Amendment 6 | UK Infrastructure Bank Bill [HL] – Report | Lords debates

My Lords, it is a pleasure to open this group of amendments and to move my Amendment 6. This amendment boils down to just one word, which predates the investment principles of the bank, the objectives of the bank, the strategy of the bank, the framework document of the bank and everything else associated with the bank: additionality. That is the bank’s raison d’être—no additionality, no bank.

As mentioned in the first group of amendments, we have “roads” in the Bill but nothing about additionality. My Amendment 6 would seek to set out exactly what additionality means, how it covers crowding out as well as crowding in, and what multiple Treasury should set on that crowding in.

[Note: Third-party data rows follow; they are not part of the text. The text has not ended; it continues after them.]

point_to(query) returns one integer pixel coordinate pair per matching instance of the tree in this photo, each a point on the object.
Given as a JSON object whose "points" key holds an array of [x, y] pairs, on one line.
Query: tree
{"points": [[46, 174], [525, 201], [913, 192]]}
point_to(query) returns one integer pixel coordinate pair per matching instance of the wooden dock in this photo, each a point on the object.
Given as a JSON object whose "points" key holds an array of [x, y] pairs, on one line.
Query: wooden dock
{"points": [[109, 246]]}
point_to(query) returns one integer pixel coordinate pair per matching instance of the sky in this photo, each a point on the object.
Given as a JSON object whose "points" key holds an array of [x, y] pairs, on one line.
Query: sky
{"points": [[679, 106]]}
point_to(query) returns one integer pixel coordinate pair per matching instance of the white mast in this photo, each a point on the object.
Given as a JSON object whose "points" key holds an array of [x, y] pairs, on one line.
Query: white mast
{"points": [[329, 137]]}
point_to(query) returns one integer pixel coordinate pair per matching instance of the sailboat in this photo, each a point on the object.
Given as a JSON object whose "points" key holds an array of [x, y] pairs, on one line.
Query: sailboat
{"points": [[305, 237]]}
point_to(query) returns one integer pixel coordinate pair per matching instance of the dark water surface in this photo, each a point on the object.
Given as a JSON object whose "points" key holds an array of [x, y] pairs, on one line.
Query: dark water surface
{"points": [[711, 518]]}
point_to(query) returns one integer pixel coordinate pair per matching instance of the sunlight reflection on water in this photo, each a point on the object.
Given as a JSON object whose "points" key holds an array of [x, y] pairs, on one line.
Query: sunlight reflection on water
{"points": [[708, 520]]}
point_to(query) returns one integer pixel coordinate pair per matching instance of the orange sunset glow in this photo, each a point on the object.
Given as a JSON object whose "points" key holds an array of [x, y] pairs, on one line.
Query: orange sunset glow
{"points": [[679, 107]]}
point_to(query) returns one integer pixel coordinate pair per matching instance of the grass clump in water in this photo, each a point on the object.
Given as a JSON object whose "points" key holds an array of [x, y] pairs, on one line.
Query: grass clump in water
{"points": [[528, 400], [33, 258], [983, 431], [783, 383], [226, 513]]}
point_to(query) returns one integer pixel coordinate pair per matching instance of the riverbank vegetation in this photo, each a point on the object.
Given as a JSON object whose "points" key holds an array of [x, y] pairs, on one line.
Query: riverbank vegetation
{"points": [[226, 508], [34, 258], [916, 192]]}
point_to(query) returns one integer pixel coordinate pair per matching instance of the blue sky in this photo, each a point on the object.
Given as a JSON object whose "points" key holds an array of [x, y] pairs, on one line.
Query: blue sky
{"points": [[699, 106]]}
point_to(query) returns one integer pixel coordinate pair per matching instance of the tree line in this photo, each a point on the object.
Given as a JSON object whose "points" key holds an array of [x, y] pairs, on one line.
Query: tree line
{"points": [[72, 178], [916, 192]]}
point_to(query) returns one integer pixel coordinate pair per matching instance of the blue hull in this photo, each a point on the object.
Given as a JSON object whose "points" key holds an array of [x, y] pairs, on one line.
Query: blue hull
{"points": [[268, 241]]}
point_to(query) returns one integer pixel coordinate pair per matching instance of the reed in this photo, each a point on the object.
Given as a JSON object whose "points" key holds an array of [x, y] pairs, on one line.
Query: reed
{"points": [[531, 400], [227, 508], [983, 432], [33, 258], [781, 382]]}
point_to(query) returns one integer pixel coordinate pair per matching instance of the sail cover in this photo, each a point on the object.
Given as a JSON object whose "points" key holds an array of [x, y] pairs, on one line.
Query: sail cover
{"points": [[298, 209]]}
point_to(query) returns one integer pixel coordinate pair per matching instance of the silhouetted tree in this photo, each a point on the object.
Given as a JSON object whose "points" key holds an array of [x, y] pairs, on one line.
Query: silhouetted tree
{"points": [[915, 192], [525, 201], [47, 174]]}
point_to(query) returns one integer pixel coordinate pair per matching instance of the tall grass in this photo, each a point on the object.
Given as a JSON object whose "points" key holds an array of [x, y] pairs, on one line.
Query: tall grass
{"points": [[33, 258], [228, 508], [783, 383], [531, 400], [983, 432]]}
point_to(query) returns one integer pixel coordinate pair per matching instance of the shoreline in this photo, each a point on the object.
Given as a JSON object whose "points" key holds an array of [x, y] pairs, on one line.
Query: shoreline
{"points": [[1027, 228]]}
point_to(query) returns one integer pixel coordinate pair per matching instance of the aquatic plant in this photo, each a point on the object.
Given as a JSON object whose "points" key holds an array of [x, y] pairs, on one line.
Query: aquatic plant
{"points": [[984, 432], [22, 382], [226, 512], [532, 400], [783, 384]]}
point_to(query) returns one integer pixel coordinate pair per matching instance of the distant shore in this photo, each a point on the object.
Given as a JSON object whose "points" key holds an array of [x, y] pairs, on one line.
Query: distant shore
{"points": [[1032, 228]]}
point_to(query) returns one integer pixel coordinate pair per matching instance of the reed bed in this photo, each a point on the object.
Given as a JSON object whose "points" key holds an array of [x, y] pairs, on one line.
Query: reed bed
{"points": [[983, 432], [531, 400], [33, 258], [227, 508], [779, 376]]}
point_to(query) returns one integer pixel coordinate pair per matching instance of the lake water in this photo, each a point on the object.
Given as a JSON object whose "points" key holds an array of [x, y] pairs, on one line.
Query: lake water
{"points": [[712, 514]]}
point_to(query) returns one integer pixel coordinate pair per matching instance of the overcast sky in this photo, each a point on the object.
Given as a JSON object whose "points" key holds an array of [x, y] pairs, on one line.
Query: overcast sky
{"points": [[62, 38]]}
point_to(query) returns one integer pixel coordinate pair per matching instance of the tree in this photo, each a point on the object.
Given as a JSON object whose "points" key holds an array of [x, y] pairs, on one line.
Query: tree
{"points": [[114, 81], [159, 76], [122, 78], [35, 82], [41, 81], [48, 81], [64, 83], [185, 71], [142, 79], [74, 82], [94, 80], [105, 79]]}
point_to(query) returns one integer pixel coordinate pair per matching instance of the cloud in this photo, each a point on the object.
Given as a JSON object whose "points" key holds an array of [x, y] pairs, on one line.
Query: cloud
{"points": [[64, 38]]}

Government Amendment 23 is purely an amendment to review what the bank has done on crowding in after seven years. It says nothing on crowding out, hence why I support Amendment 24 in the name of my noble friend Lady Noakes, which I will say no more about.

My Amendment 6 covers both the end-point—the review—and the beginning, the mission the bank needs to be on. It is all well and good to have a review at the end of 10 years, or now seven, but without Amendment 6 the review is just the spectre of an individual walking backwards into the future, wringing hands about what the bank has done, either positively in achieving additionality or negatively. Although a review is significant and important, it always arrives a little too late to influence what has just happened.

It is critical that additionality is in the Bill for the benefit of the bank and for the private sector, which would have the confidence to know that the bank would operate to the threshold of additionality, which would have to be achieved or that specific investment would not be entered into. If the Minister cannot accept my amendment, would she commit to meeting with me between Report and Third Reading to look at what we can do to get additionality in the Bill to strengthen the position of the bank, to make projects far more likely to crowd in and not crowd out funding and, ultimately, to benefit everything we are trying to do in this infrastructure space? I beg to move.